The extraordinary synod on the pastoral care for the family will be held this October. The topic of the family was a major topic of Vatican meetings ahead of the recent consistory.
Cardinal Wuerl said that the upcoming synod and its related discussions "just highlight that family is the bedrock of civilization, and we have to do everything we can to support it."
Cardinal Cormac Murphy-O'Connor, the retired Archbishop of Westminster, noted that at the meetings which preceded today's consistory, among all the cardinals was "a concern for the state of marriage in their countries."
"What the Church feels and what I feel is that family is at the heart of society. Marriage is at the heart of society, because obviously from marriage comes children and (the question) becomes, how do they grow up?" he explained.
"I think that one of the difficulties for people today is that they haven't got communities which support (them). In the old days, before the great cities and movement of peoples, people lived in villages, small towns, they had the support of, as it were, 'wider family.' That's not so today. Families break up and it's terrible for the children, so the Church naturally is concerned about this."
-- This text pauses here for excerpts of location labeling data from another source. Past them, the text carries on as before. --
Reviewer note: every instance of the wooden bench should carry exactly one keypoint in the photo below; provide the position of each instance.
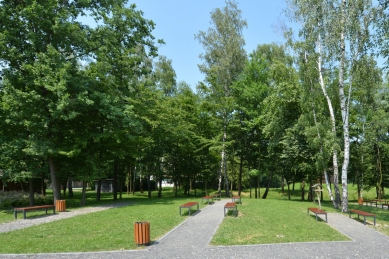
(362, 213)
(317, 211)
(216, 196)
(25, 209)
(207, 198)
(236, 199)
(231, 206)
(188, 206)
Cardinal George Alencherry, who heads the India-based Syro-Malabar Catholic Church, told CNA Feb. 21 that the discussions focused on "the question of the challenges of the family in the modern world," such as "divorce, (and) divorced people getting remarried."
"They would like to have the assistance from the Church," he added. The cardinals discussed how to help people in such situations while being faithful to the truth of the "unity and indissolubility" of marriage "because Jesus wanted it."
"Breakdowns in marriage are very sad," lamented Cardinal Murphy-O'Connor. The cardinals' concern for marriage, he noted, is accompanied by an understanding that "sometimes you have an innocent party--man or woman," and the pressing question is, "how can you help?"
Thus, "one of the issues that will be discussed in these synods that are coming on the family will be, 'how can we help prepare people better for marriage, support them in their marriage?'"
The world-wide breakdown in marriage and family life is accompanied by certain ideologies, the cardinals found. According to Cardinal Alencherry, they discussed the "materialistic and hedonistic and then the secularist tendencies of the present world that are challenging the practice of the Catholic faith."
"I think what we're seeing is the secularism that is spreading everywhere has the same impact of families everywhere in the world," reflected Cardinal Wuerl.
Given the global situation, Cardinal Murphy-O'Connor concluded that the recent discussions focusing on family life were very timely. "I think the Church is right to give this time to what is the foundation of human society, and also of the Church."
"If you grow up in a Catholic family, it's a great gift, so we must help," he added.